La gente hoy día teme a muchas cosas; a la situación, enfermedades, adversidades de la vida. Nosotros como seres humanos vivimos llenos de temores todos los días y esos temores hacen que se nos olvide a qué realmente debemos temer.

Un creyente siempre entenderá que en medio de la adversidad Dios está con él y que no existe un problema más grande que Dios. Un creyente entiende que cualquier situación por la que esté pasando le obrará para bien. Y así fue con cada hombre de la Biblia, ellos amaron a Dios sobre todas las cosas, aunque estuvieron sujetos a debilidades humanas, pero nunca negaron su fe.

Ahora bien, aquellos que no son creyentes viven atemorizados, preocupados, sin norte ni dirección. Hay gente que cuando ven que está pasando algo muy adverso hasta la presión les sube, ¿sabes por qué? Porque no conocen de esa paz que sobrepasa todo entendimiento.

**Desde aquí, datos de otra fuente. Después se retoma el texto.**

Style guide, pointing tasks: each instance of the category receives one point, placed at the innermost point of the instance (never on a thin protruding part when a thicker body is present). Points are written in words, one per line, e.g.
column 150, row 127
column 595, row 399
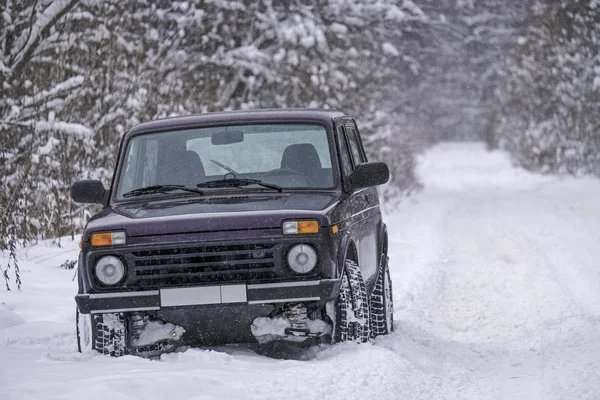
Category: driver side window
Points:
column 344, row 152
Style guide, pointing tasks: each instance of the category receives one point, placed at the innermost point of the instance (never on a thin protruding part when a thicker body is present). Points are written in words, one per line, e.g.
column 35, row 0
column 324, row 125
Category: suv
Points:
column 235, row 227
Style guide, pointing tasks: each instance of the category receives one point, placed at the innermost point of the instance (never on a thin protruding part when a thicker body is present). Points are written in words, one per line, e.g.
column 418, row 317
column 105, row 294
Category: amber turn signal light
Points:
column 108, row 238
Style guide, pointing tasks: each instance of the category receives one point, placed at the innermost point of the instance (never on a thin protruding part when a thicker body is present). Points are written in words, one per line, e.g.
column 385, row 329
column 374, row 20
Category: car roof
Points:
column 233, row 117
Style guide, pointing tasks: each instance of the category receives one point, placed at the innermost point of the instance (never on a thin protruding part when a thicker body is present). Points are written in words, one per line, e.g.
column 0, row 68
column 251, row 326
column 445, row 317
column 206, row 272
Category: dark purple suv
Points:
column 235, row 227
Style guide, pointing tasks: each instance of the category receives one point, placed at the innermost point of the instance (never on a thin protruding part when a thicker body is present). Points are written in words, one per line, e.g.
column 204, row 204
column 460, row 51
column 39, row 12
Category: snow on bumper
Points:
column 263, row 293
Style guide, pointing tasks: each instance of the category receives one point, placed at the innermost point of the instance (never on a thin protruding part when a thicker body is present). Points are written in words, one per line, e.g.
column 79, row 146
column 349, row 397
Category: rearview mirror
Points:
column 227, row 137
column 88, row 191
column 369, row 174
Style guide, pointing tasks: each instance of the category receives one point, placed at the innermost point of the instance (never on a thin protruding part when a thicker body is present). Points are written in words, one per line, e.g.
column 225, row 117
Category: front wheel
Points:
column 105, row 333
column 382, row 303
column 352, row 307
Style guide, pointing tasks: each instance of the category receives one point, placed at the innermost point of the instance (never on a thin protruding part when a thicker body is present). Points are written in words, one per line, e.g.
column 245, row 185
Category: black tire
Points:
column 106, row 333
column 352, row 307
column 382, row 302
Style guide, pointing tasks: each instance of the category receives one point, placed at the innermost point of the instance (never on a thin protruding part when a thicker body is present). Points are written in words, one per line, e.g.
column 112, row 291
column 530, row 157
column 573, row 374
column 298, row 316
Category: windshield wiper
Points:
column 160, row 189
column 237, row 182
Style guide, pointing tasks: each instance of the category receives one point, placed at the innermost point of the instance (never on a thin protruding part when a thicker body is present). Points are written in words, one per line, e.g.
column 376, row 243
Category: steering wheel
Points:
column 287, row 171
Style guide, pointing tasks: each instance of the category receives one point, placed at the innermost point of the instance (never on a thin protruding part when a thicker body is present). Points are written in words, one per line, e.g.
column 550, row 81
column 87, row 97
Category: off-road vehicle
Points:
column 235, row 227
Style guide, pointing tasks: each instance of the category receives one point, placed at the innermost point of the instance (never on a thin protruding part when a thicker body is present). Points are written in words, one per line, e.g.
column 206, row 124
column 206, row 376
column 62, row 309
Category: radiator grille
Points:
column 204, row 264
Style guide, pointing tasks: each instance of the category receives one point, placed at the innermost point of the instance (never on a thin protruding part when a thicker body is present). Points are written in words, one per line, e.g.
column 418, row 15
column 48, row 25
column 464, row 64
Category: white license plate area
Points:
column 203, row 295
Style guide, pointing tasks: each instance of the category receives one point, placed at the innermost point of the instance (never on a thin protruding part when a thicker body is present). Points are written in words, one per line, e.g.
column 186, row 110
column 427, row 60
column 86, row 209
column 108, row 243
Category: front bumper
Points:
column 263, row 293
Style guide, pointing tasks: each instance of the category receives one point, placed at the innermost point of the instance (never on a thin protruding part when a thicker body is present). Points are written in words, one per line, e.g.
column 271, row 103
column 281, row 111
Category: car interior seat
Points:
column 182, row 168
column 303, row 158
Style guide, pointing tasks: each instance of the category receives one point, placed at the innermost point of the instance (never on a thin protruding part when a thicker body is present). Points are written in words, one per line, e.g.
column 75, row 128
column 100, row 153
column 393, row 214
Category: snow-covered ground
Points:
column 496, row 275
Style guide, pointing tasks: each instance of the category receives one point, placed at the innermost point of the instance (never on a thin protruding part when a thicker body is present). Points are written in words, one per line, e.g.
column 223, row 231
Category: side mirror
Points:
column 369, row 174
column 88, row 191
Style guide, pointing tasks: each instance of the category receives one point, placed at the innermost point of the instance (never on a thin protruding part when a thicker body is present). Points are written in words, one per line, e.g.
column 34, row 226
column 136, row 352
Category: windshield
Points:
column 285, row 155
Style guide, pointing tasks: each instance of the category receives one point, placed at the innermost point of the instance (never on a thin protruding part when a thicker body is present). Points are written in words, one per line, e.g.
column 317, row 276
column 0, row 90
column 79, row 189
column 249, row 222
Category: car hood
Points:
column 211, row 213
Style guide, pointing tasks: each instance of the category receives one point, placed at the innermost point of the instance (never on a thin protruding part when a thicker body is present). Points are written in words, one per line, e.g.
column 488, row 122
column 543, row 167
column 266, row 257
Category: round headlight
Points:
column 109, row 270
column 302, row 258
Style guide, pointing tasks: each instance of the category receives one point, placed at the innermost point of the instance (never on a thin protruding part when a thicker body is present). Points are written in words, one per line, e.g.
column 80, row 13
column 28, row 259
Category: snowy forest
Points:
column 75, row 74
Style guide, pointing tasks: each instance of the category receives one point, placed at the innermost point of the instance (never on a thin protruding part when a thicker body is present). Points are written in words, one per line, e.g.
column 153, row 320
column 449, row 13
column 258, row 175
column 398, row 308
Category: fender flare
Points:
column 346, row 245
column 383, row 247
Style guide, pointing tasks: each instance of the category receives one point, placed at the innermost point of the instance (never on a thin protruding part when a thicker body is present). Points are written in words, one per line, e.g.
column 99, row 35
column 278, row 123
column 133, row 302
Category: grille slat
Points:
column 201, row 274
column 202, row 254
column 243, row 263
column 194, row 264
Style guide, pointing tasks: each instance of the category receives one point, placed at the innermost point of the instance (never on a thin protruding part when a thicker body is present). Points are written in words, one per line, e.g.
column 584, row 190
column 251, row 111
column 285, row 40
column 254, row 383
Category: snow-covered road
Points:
column 496, row 277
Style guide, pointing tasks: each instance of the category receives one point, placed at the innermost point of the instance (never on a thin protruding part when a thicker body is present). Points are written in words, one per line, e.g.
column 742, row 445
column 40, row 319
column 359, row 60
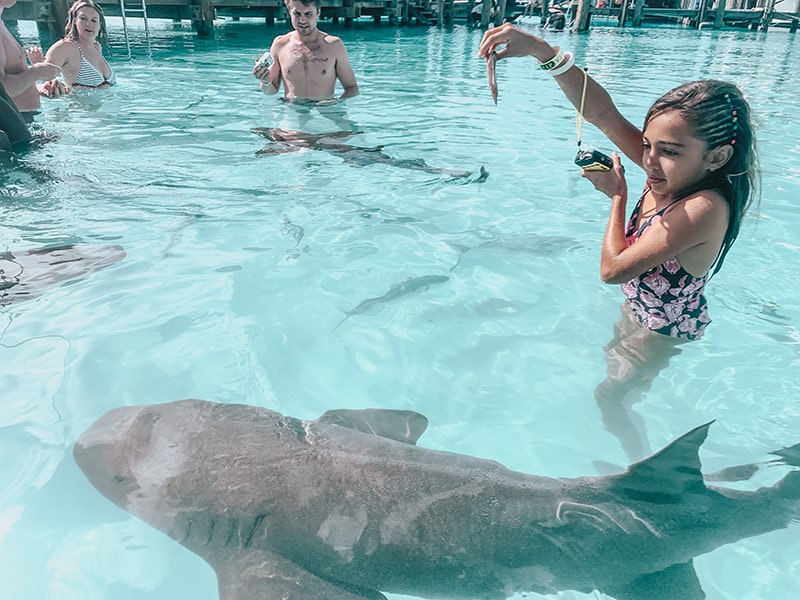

¿A qué más tememos? A la muerte, pero realmente a lo que deberíamos temer no es a la muerte, pues sabemos que todo el que nace ha de morir, pues no somos eternos. Y sabiendo eso debemos saber que a quien debemos temer es al dador de la vida:

Y no temáis a los que matan el cuerpo, mas el alma no pueden matar; temed más bien a aquel que puede destruir el alma y el cuerpo en el infierno.

Mateo 10:28

A quien debemos temer en realidad es a Dios y a la vez arrojar todas nuestras debilidades sobre Él, ¿sabes por qué? Porque no existe un ser tan poderoso como Dios, el cual es el único que tiene el poder de enviar el alma al infierno y destruirla.

Que nuestro principal temor vaya inclinado hacía Dios y que todas nuestras cargas sean arrojadas sobre Él.